To help you sort through the different product offerings and technologies available, independent testing agencies set product standards for water filtration. NSF International's Drinking Water Treatment Unit Certification Program is the most widely accepted certification program. NSF Certification means the contaminant reduction claims listed on the label are true and accurate, the materials of construction do not add anything to the water, the system is structurally sound and that advertising claims are true and accurate.

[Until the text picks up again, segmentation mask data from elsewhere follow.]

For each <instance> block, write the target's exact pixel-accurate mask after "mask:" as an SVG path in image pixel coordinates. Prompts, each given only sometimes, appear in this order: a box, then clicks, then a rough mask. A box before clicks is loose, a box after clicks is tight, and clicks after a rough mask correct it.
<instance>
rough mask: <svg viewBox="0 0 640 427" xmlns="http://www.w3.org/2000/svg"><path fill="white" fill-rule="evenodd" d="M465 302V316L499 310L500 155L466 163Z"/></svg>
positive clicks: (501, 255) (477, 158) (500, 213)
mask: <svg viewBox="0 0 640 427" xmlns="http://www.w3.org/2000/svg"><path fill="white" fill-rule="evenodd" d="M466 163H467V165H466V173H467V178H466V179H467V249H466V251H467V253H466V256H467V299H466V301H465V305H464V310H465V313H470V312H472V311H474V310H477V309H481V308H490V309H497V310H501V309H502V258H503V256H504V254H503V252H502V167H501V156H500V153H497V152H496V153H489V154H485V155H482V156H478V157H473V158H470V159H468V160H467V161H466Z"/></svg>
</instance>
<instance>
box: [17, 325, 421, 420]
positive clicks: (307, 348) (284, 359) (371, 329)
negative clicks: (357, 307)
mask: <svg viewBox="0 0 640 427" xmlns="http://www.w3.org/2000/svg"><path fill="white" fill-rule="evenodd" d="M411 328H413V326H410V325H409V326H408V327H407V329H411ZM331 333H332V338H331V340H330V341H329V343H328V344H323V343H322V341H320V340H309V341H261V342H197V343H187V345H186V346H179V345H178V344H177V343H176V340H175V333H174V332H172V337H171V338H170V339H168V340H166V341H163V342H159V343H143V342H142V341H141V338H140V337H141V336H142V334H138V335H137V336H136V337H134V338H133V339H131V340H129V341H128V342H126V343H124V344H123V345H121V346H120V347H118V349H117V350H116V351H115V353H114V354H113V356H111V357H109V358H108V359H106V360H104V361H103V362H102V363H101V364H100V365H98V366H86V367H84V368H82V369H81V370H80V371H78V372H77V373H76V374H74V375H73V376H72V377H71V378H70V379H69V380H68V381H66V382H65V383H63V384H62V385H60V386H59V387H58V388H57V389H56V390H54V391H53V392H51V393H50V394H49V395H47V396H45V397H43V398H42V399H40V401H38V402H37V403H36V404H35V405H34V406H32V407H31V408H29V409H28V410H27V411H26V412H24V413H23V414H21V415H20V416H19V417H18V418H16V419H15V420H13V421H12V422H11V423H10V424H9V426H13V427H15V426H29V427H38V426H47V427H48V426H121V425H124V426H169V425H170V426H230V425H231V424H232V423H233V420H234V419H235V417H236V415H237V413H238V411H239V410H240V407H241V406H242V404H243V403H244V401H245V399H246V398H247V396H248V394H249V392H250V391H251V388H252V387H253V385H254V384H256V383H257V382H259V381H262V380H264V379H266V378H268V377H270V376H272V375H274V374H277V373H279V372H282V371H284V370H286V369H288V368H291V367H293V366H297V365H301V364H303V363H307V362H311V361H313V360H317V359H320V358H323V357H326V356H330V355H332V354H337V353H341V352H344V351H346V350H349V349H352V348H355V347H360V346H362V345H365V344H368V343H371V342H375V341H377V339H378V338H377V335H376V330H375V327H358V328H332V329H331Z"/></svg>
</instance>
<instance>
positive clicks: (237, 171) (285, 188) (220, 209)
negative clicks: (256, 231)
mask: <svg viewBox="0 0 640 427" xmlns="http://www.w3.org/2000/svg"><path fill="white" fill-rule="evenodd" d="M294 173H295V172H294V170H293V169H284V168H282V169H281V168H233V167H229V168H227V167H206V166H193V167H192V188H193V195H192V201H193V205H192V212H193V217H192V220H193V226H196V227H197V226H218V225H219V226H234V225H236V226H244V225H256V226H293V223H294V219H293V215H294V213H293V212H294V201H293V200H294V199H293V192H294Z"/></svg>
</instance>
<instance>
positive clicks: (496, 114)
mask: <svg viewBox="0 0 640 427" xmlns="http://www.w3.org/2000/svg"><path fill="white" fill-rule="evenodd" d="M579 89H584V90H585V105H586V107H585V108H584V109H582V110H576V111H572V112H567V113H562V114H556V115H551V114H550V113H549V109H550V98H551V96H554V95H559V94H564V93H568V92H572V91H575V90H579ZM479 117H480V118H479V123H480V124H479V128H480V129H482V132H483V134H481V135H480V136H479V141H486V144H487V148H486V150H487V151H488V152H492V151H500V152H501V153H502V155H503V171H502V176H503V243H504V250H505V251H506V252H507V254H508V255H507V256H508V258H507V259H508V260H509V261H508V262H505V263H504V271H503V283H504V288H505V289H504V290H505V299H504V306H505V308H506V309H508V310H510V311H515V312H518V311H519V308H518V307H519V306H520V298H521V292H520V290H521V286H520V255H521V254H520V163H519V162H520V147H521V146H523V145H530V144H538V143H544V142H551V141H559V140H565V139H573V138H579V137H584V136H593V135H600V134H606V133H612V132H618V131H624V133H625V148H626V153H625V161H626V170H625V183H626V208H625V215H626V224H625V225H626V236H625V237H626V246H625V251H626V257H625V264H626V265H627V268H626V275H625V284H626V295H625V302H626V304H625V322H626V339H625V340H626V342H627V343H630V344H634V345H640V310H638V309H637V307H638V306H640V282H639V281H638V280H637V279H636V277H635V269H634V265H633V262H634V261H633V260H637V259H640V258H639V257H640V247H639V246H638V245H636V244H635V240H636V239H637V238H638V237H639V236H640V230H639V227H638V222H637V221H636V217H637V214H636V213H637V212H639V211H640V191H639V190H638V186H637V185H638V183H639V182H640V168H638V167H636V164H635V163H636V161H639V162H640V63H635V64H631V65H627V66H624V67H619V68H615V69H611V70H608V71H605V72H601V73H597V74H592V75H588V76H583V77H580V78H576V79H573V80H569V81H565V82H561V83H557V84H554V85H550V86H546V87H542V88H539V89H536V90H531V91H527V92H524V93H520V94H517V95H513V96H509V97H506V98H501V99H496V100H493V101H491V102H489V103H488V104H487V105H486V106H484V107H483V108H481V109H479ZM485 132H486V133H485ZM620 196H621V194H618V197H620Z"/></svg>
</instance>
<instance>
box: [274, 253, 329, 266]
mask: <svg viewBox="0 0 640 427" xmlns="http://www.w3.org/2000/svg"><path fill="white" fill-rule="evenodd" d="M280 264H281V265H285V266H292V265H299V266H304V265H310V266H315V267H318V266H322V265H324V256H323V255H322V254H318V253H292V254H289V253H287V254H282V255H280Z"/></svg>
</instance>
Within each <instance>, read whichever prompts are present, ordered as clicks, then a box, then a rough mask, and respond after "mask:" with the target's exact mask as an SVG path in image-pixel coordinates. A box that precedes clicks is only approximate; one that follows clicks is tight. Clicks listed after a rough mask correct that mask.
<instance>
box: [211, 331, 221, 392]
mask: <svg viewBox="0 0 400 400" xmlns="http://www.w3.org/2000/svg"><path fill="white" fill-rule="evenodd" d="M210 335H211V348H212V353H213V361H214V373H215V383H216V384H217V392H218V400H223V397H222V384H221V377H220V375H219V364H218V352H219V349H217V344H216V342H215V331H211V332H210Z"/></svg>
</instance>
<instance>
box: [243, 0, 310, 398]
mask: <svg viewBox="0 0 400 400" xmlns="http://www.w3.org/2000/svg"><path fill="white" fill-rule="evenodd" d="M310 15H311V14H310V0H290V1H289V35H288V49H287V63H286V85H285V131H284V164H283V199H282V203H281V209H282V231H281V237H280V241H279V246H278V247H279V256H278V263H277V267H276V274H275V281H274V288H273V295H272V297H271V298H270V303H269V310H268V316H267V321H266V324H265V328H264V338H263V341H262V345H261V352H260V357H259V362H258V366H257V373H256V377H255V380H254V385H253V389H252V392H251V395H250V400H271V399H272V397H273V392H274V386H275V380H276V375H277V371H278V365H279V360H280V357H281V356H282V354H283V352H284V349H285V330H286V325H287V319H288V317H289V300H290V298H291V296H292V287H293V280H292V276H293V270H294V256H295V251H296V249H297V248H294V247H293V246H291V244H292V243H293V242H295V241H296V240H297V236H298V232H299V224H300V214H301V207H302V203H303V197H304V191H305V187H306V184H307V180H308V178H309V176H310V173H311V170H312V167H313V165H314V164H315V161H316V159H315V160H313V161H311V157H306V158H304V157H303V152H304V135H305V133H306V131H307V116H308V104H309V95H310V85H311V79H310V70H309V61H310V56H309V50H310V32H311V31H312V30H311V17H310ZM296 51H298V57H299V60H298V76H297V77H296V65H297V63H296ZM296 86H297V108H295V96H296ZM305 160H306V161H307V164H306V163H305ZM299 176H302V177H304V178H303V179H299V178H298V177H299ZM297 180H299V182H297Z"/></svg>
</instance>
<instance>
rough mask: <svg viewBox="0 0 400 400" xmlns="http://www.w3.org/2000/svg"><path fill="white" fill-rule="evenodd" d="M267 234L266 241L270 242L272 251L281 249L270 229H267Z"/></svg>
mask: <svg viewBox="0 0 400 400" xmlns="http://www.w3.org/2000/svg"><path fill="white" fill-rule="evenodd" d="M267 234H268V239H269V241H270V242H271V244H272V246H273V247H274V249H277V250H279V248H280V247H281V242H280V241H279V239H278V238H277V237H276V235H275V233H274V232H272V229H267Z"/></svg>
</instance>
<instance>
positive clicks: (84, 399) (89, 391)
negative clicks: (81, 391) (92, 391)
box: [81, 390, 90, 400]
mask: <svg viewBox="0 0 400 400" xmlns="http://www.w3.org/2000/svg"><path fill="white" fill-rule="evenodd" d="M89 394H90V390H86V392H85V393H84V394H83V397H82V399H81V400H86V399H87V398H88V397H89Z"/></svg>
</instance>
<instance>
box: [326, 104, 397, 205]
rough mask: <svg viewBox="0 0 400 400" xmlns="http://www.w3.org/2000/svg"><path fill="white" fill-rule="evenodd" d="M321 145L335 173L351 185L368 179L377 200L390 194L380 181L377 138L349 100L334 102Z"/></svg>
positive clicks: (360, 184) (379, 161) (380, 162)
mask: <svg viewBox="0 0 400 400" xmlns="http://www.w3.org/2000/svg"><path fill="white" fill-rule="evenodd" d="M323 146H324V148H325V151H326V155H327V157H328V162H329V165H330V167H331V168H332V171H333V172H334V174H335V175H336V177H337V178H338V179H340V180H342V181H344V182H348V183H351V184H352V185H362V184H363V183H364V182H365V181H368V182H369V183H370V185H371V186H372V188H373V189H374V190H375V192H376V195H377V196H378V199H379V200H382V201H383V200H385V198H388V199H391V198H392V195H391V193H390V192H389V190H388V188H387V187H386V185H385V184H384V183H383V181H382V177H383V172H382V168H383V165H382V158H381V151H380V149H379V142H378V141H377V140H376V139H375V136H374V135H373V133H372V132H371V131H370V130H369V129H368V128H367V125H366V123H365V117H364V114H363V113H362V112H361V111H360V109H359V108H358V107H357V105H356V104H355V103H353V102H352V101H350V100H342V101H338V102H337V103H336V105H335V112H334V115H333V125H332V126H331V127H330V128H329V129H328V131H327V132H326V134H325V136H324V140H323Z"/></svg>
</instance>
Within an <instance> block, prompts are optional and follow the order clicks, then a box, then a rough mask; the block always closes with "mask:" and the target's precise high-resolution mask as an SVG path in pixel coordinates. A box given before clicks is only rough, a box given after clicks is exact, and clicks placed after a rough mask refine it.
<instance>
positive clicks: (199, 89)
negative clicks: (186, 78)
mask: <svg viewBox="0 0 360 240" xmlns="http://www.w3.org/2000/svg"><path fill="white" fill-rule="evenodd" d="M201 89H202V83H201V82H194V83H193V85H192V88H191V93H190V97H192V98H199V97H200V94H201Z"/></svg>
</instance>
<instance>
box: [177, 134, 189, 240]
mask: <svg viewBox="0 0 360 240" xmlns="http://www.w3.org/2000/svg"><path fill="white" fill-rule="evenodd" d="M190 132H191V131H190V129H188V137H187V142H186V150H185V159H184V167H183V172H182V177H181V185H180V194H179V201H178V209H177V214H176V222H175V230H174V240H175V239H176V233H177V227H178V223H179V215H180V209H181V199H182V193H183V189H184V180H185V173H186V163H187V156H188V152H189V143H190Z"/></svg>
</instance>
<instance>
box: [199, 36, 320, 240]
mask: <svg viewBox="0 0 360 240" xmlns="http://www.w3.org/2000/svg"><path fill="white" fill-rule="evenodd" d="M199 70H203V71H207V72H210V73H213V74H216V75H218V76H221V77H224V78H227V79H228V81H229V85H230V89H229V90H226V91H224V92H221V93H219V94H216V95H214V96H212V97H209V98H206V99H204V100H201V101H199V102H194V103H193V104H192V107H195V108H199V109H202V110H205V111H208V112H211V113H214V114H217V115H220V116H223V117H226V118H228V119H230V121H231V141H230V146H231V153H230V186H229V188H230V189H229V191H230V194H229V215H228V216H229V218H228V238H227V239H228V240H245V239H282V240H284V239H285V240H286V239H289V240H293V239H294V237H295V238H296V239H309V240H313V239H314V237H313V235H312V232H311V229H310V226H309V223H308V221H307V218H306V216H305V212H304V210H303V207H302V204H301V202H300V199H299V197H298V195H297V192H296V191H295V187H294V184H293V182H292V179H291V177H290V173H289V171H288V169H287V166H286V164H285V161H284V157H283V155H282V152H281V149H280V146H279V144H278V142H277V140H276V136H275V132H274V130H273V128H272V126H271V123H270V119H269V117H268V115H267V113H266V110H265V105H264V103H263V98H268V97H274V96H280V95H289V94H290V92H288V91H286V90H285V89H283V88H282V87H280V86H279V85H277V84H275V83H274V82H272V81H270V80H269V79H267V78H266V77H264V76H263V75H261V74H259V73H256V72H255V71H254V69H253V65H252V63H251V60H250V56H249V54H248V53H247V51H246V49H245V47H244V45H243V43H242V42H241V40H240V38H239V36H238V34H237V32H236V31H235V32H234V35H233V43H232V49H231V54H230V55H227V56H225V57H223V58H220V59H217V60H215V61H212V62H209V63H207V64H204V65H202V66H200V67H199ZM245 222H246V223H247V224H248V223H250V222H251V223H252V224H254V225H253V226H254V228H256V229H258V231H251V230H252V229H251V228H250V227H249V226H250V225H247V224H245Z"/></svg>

NSF has developed a series of standards to reflect various levels of filtration. NSF/ANSI Standard 42 for Aesthetic Effects list several "classes" of performance for the basic functions of adsorption and mechanical filtration. These are measured by percentage reduction over the stated life of a unit.
Taste & Odor Reduction and Chlorine Reduction: Class I: At least 75% reduction (highly effective) Class II: 50 to 75% reduction (somewhat effective) Class III: 25 to 50% reduction (least effective)
Particulate Reduction: Class I: 0.5 to 1 micron (smoke, small clay particles) Class II: 1 to 5 microns
Class III: 5 to 15 microns (most protozoa, pollen, silt) Class IV: 15 to 30 microns (mold, spores, rust particles) Class V: 30 to 50 microns (barely visible root hairs, rotifers) Class VI: over 50 microns (sand, leaf fragments, insect parts)
NSF's second standard to which filtration systems are tested is NSF/ANSI Standard 53 for Health Effects. This is NSF's highest standard available for protection against health hazards such as lead and cysts. With Standard 53, there are no class distinctions, but merely a pass/fail test. Contaminant reduction levels are as follows:
Cyst Reduction: 99.95% reduction of particles in the 3-4 micron range. Turbidity Reduction: Over 90% reduction of 10-12 units of turbidity in water.
Lead Reduction: Minimum 90% reduction of 15 ppb lead to 15 ppb or less at both high and low pH levels. Asbestos Reduction: 99% reduction of fibers exceeding 10 micrometers in length. Chemical Reduction: Usually 95% reduction of severe pollution levels to the MCL or lower, for the unit's entire rated capacity.
NSF/ANSI Standard 58: Reverse Osmosis Drinking Water Treatment Systems. These systems typically consist of a pre-filter, RO membrane, and post-filter. Standard 58 includes contaminant reduction claims commonly treated using RO, including fluoride, hexavalent and trivalent chromium, total dissolved solids, nitrates, etc. that may be present in public or private drinking water.
Another organization that does water testing is the The Water Quality Association (WQA) and has a certification program called the Gold Seal. WQA's Gold Seal represents the oldest independent third-party testing and validation program in the water treatment industry and is a mark of product quality and integrity. WQA awards the Gold Seal only to water treatment equipment that has been tested to meet or exceed industry standards for performance, capacity and integrity in removing a variety of water supply contaminants. The Gold Seal program also validates products under Standards 42 and 53.
Good As Gold understands the important role water plays in our daily lives. We also understand that even if our water is safe to drink, with a cost effective filter system we can improve upon it. We can make it better tasting and provide an additional level of protection against many common health-related contaminants which may get into our water.